Let $R$ be the quotient of a polynomial ring $k[x_1,x_2,\dots]$ in infinitely many variables over a field by the ideal generated by all products $x_ix_j$ for $i\neq j$. Note that if $P\subset R$ is a prime ideal, then there can be at most one $i$ such that $x_i\not\in P$. It follows that if $P_i$ is the ideal generated by all the $x_j$ for $j\neq i$, every minimal prime of $R$ is of the form $P_i$ (each $P_i$ is prime since $R/P_i\cong k[x_i]$).

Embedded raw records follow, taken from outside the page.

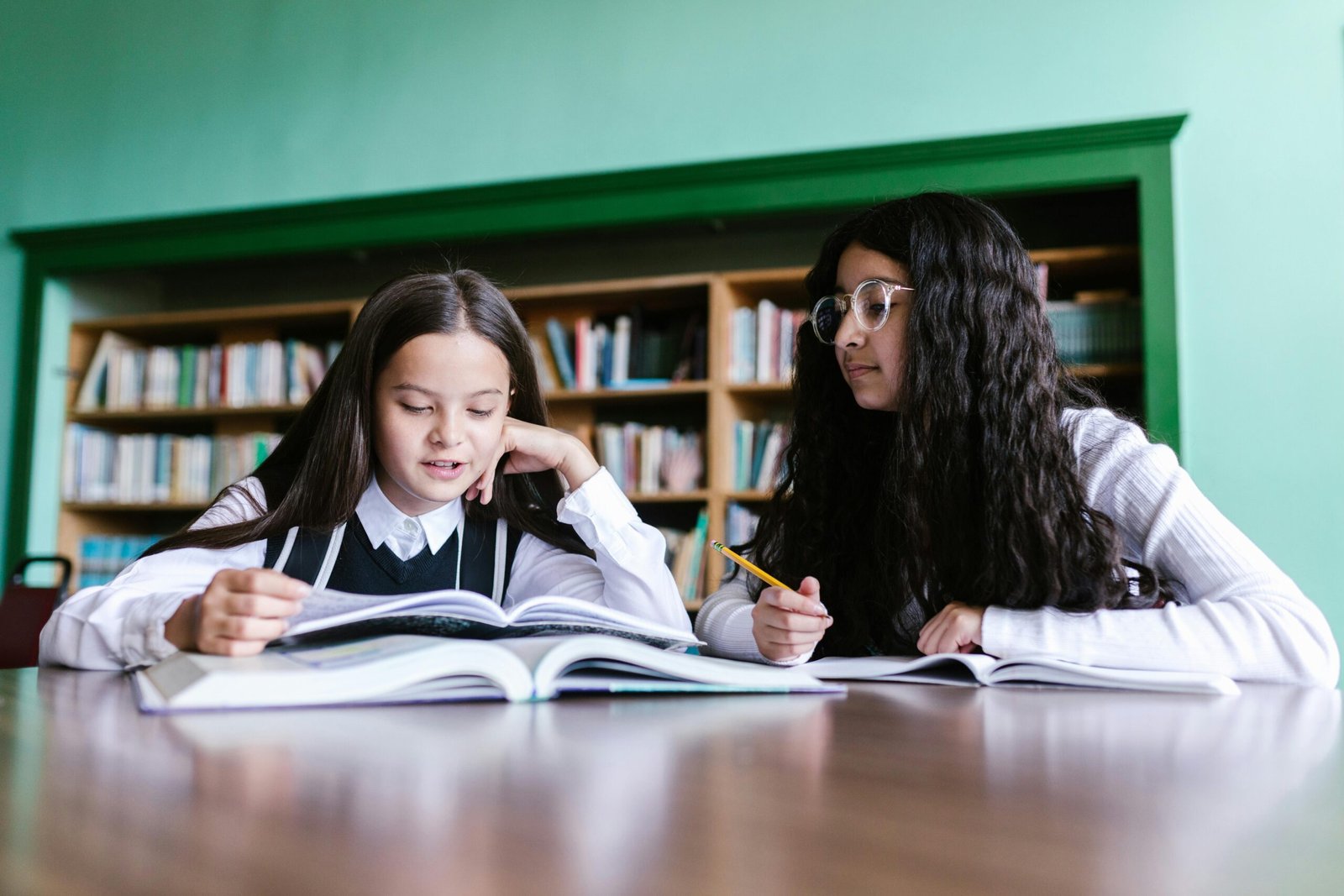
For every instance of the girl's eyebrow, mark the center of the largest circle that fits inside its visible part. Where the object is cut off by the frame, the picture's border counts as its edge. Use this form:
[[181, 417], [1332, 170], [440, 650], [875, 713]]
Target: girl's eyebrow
[[413, 387]]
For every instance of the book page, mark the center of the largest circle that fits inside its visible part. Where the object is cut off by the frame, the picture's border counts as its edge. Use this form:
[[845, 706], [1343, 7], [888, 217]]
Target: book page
[[615, 665], [938, 668], [561, 616], [326, 609], [1053, 671]]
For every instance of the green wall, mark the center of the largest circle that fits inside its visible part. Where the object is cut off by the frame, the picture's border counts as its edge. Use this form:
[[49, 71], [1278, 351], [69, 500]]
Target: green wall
[[151, 107]]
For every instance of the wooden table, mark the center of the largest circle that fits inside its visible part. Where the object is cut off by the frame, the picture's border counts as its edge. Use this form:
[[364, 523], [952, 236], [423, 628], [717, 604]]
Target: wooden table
[[891, 789]]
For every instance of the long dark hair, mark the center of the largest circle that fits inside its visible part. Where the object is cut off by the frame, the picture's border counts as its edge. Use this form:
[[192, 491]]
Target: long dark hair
[[322, 466], [971, 490]]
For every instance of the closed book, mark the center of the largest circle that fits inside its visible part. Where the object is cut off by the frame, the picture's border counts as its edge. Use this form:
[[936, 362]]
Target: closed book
[[972, 669]]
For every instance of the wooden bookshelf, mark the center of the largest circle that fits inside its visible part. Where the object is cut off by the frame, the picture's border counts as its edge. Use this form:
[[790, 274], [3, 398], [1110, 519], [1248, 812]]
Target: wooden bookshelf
[[712, 405]]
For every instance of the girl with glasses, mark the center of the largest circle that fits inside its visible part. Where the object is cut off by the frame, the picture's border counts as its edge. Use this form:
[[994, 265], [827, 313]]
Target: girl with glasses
[[949, 486]]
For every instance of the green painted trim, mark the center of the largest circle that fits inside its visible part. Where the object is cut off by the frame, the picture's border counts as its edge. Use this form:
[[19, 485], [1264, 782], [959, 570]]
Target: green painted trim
[[1162, 345], [1058, 159], [24, 414], [558, 203]]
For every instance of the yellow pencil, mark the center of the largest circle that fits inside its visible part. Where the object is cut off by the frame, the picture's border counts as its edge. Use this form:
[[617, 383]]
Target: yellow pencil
[[750, 567]]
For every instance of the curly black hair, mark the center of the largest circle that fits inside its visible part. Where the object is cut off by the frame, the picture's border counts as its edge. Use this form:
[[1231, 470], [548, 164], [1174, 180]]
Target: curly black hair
[[968, 492]]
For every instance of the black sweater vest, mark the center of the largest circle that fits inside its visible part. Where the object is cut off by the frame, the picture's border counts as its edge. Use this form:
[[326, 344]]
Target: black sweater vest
[[362, 569]]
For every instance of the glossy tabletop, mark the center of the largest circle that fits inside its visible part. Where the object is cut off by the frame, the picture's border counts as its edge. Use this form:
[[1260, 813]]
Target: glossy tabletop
[[889, 789]]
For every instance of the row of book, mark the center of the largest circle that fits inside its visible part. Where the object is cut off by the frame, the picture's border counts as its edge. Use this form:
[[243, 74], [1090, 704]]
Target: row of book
[[685, 557], [102, 557], [627, 351], [156, 468], [649, 459], [761, 343], [1097, 333], [757, 454], [124, 375]]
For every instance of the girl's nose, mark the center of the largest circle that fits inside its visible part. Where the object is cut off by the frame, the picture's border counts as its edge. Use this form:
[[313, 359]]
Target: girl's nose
[[448, 430], [850, 332]]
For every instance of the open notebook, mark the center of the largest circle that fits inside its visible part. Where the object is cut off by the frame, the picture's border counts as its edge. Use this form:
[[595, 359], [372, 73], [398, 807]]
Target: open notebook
[[409, 668], [328, 616], [979, 669]]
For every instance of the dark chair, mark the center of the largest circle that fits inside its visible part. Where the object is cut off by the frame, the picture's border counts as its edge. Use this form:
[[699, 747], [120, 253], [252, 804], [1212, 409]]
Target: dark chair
[[24, 609]]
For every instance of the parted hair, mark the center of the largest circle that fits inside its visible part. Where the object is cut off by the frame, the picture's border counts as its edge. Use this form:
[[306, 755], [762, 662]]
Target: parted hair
[[326, 459]]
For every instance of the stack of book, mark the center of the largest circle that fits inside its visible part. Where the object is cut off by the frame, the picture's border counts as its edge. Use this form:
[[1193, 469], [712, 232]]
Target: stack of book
[[1097, 332], [156, 468], [761, 343], [638, 457], [685, 555], [125, 375], [102, 557], [741, 524], [757, 454], [625, 351]]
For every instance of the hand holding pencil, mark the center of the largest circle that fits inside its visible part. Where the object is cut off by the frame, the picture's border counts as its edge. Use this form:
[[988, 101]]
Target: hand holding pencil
[[786, 624]]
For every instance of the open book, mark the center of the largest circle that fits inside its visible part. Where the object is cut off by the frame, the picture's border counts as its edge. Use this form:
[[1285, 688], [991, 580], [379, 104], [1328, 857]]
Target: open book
[[407, 668], [979, 669], [328, 616]]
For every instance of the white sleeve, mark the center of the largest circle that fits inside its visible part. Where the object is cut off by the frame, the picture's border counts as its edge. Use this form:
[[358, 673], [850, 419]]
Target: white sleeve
[[1241, 616], [628, 575], [120, 625], [725, 625]]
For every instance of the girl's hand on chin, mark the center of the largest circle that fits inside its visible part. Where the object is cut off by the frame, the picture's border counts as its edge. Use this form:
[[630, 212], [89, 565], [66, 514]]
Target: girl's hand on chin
[[530, 449]]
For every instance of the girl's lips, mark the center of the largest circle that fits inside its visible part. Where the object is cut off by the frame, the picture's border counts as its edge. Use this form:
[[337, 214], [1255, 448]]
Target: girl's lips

All of these minimal primes are contained in the maximal ideal $M$ generated by all the $x_i$. So $\operatorname{Spec} R$ has a point $M$ which is in all of the infinitely many irreducible components of $\operatorname{Spec} R$. (Geometrically, you should think of $\operatorname{Spec} R$ as infinitely many lines meeting at the point $M$. Indeed, there is a natural bijection between $\operatorname{Spec} R$ and infinitely many copies of $\mathbb{A}^1_k$ with the origin in all of them identified.)

On the other hand, it is impossible for the local ring at an intersection point of infinitely many irreducible components to be a domain. To see this, we may assume our scheme is affine; say it is $\operatorname{Spec} R$ for some ring $R$, and the intersection point is some prime $P\subset R$. The irreducible components of $\operatorname{Spec} R$ correspond to the minimal prime ideals of $R$, so there are infinitely many minimal primes of $R$ contained in $P$. But there is an inclusion-preserving bijection between the prime ideals of the localization $R_P$ and the prime ideals of $R$ that are contained in $P$. So every minimal prime of $R$ corresponds to a minimal prime of $R_P$, and $R_P$ must therefore have infinitely many minimal primes. In particular, it cannot be a domain.